Miyajidake sits in the northern region of Fukutsu city about 1 hour from central Fukuoka.
It is famous for the ‘road of faith’ and stairs leading up to the main temple which look out directly to the sea about a kilometre away. More on this later.
Sunsets around October are supposed to be really beautiful.
The ‘KAMI’ of Miyajidake is called Okinagatarashi Hime no Mikoto Goddess. Two brothers, named Katsumura and Katsuyori support her. These two deities are said to be based on the royal family that once ruled the whole area of Miyajidake. Together, the three deities are called Miyajidake Mihashiraoo Kami “the ‘KAMI’ of Wealth and Victory”.
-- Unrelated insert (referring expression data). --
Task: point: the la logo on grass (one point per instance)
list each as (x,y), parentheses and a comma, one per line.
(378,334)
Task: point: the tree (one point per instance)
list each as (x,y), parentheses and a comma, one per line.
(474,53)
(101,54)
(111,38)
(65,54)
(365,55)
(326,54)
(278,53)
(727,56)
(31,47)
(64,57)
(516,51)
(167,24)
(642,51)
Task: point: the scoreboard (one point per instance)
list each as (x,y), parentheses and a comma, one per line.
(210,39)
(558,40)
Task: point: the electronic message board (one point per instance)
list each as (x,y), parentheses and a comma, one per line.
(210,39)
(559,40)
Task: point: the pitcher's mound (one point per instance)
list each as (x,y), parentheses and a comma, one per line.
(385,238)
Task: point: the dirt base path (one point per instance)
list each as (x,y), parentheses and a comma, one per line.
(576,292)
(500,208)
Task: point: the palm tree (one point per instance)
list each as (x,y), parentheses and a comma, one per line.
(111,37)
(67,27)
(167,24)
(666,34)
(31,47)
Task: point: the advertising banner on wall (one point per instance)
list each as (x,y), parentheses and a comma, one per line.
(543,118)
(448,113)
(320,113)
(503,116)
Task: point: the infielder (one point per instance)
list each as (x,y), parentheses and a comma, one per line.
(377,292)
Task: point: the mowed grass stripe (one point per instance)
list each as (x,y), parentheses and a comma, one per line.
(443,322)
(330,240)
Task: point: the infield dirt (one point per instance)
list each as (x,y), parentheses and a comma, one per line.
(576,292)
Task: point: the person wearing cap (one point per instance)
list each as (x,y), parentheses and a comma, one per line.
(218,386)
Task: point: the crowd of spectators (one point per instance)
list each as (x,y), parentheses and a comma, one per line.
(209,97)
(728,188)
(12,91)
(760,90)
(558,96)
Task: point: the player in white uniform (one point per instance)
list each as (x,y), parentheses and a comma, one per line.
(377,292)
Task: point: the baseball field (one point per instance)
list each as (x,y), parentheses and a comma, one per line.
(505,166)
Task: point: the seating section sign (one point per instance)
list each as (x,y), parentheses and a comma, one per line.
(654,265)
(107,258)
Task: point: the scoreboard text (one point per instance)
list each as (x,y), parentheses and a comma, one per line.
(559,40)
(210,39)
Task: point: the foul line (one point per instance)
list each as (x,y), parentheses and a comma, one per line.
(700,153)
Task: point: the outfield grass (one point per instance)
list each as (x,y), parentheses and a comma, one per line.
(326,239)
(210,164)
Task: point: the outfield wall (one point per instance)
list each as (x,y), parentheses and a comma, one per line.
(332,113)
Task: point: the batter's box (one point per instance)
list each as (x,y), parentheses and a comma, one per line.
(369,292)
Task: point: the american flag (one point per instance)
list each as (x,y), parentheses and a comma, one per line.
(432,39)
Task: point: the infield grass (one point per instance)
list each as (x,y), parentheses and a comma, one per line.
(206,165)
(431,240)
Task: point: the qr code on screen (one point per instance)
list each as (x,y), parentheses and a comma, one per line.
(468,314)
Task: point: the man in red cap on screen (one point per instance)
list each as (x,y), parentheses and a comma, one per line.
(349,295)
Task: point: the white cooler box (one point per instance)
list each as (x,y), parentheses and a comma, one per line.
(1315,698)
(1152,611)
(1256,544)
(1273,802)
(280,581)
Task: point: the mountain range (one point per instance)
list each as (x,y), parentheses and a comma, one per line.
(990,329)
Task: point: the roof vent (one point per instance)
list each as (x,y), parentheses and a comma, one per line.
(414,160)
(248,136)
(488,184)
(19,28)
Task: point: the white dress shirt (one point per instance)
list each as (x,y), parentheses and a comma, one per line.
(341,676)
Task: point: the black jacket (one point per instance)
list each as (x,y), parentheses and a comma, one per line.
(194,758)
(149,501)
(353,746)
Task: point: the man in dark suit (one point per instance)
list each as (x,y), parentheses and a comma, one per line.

A unique feature of this shrine is the long straight road (about 1km) connecting the ocean with the shrine. It is called the ‘road of faith’. But what does it mean? The shrine worships wealth and in ancient times traders came to Kyushu from across the sea (China and Korea) via the Silk Road. They brought goods with them all the way from Europe. In turn Japanese artisans also sold their goods to the merchants which were sold in Europe. The road leads people to find wealth following the sunset to the silk road and to riches. Sounds great doesn’t it?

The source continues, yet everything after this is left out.